Samstag, 4. Dezember
Mit dem schlüssigen Argument, dass es im Notfall ungünstig wäre, wenn wir beide im Gebäude sind, gelingt es mir, Cally dazu zu bringen, im Wagen zu bleiben. Sie soll eine halbe Stunde warten und – wenn ich mich bis dahin nicht per Textnachricht gemeldet habe – anschließend die Polizei verständigen. Nur unter diesen Bedingungen erklärt sie sich einverstanden. Zudem muss ich versprechen, die Lagerhalle nicht zu betreten, sondern mich nur auf dem Gelände umzusehen.
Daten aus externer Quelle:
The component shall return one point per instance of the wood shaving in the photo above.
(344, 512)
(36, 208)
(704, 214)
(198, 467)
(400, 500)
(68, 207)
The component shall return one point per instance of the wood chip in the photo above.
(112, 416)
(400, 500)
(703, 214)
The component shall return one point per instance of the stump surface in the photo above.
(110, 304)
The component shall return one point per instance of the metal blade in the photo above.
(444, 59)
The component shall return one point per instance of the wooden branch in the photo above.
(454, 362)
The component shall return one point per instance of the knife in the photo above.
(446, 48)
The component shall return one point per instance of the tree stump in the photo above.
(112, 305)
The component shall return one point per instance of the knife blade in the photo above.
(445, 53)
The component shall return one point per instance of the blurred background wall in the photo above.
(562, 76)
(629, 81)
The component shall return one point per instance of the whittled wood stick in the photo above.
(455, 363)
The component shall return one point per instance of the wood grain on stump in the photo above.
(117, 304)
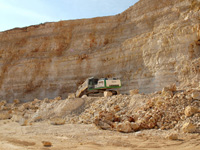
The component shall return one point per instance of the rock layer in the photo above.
(151, 45)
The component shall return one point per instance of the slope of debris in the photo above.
(167, 109)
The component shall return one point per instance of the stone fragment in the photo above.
(188, 128)
(135, 126)
(105, 125)
(57, 121)
(5, 115)
(189, 111)
(166, 92)
(172, 136)
(124, 127)
(107, 94)
(16, 118)
(134, 92)
(106, 115)
(172, 87)
(84, 96)
(71, 95)
(57, 98)
(16, 101)
(196, 95)
(23, 122)
(46, 143)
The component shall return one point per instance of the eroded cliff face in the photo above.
(151, 45)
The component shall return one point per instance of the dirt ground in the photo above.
(87, 137)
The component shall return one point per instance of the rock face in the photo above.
(152, 44)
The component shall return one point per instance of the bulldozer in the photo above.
(96, 87)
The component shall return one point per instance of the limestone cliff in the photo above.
(152, 44)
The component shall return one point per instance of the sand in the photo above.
(87, 137)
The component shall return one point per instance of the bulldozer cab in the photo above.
(92, 82)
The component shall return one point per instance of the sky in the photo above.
(21, 13)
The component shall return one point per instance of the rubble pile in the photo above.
(167, 109)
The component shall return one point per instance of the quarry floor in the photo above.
(87, 137)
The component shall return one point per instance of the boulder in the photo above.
(107, 94)
(16, 118)
(124, 127)
(188, 128)
(190, 110)
(135, 126)
(46, 143)
(134, 92)
(196, 95)
(71, 95)
(84, 96)
(23, 122)
(172, 136)
(16, 101)
(57, 121)
(166, 92)
(5, 115)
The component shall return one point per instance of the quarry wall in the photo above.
(150, 45)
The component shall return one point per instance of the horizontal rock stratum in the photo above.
(150, 45)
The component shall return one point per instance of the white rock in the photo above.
(71, 95)
(107, 94)
(189, 128)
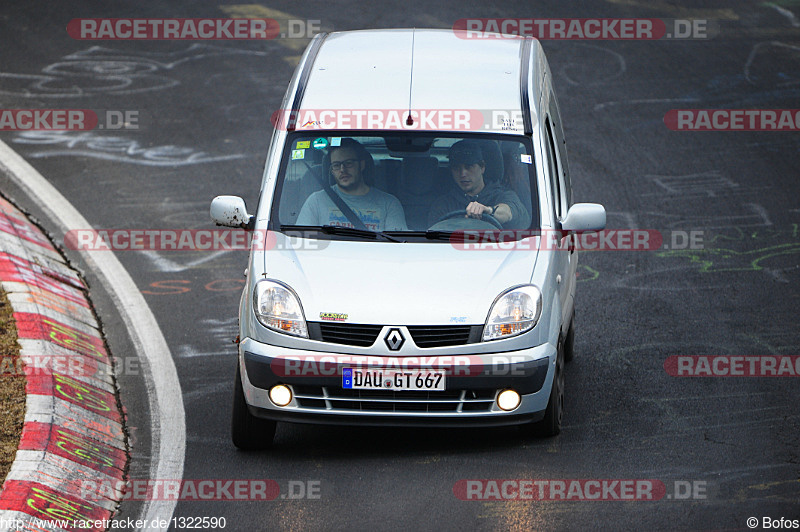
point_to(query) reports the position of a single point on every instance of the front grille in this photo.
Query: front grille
(347, 333)
(443, 335)
(361, 335)
(339, 399)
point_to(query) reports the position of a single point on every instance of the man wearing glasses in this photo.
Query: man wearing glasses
(378, 210)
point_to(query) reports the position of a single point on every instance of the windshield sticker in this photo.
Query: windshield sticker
(332, 316)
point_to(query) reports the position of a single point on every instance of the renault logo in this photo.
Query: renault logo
(394, 339)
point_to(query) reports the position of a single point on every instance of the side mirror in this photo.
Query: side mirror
(585, 217)
(229, 211)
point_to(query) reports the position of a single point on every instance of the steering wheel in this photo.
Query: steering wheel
(488, 218)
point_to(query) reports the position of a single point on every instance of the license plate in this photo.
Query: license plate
(380, 379)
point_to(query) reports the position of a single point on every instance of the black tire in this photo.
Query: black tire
(569, 341)
(248, 432)
(551, 424)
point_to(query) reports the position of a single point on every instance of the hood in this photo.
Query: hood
(396, 284)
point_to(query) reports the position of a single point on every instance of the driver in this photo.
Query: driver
(473, 195)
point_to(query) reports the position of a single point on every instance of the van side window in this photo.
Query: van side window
(553, 172)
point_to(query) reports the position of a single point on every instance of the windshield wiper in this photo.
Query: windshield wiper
(339, 230)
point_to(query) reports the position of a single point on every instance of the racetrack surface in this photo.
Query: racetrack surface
(626, 417)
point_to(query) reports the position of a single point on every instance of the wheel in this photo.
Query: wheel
(551, 424)
(484, 217)
(248, 432)
(569, 341)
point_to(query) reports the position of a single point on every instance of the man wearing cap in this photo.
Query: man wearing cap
(473, 195)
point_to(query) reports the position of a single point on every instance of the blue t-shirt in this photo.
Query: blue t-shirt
(378, 210)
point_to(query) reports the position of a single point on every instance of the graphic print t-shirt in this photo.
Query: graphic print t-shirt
(378, 210)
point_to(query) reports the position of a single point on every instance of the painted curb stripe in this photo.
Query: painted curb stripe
(73, 446)
(166, 411)
(38, 327)
(86, 396)
(39, 500)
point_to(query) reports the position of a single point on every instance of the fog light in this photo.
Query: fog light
(280, 395)
(508, 400)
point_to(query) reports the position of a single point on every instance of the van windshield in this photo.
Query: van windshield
(404, 183)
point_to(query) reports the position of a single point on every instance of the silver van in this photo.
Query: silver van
(413, 264)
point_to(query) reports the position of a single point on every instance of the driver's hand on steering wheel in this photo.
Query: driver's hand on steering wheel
(476, 210)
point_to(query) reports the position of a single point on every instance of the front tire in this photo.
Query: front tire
(248, 432)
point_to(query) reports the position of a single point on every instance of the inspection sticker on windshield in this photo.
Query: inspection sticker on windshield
(396, 380)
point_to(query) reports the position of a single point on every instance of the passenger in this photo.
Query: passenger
(474, 195)
(378, 210)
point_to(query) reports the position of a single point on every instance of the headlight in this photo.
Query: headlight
(514, 312)
(278, 308)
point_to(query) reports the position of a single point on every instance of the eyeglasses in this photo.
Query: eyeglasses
(347, 163)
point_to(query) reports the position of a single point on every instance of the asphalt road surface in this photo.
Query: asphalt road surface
(734, 441)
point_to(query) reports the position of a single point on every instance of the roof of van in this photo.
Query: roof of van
(372, 70)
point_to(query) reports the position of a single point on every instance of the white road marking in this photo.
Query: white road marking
(168, 422)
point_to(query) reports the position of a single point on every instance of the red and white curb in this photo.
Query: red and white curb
(72, 435)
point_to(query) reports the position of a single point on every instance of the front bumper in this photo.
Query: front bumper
(469, 399)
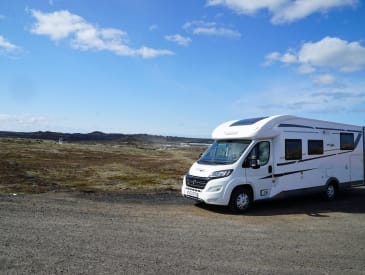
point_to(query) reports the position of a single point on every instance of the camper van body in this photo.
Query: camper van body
(276, 156)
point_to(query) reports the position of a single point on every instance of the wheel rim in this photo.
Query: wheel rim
(242, 201)
(330, 191)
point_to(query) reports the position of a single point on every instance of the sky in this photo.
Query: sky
(178, 67)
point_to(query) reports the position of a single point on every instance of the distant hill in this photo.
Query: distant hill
(102, 137)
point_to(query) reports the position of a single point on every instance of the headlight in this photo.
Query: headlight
(215, 188)
(220, 174)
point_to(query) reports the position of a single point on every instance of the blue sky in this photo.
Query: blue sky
(174, 67)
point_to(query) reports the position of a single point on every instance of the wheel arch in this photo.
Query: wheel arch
(247, 186)
(333, 181)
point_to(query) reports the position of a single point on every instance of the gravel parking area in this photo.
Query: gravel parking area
(163, 233)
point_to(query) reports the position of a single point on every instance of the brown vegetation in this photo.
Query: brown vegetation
(33, 166)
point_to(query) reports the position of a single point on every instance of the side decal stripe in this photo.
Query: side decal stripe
(287, 173)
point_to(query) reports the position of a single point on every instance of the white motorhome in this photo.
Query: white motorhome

Aber was sie nicht weiß, macht sie nicht heiß.
Boreham Warehouses ist ein großer Komplex, eher ein kleiner Industriepark als eine Lagerhalle. Es sieht so aus, als hätten hier früher mehrere Firmen ihre Lagerhallen gehabt. Es parken keine Autos auf dem Gelände, kein verräterischer falscher Hermes-Transporter ist in Sicht, und es gibt kein großes Hinweisschild, das verkündet: »HIER ENTLANG ZU DEN BÖSEWICHTEN «. Alles wirkt verlassen. Ich sehe noch mal auf der App nach: Da ist das GPS -Signal – direkt neben meinem Standort. Auch wenn alles verlassen wirkt, ich bin hier richtig.
Ich hole tief Luft, schaue mich um und suche nach einem Eingang. Im Zaun, der das Gelände umgibt, klaffen große Lücken, aber alle scheinen provisorisch geflickt worden zu sein. Doch es muss einen Weg hinein geben, wenn Mitchell meinen Hund hierhergebracht hat.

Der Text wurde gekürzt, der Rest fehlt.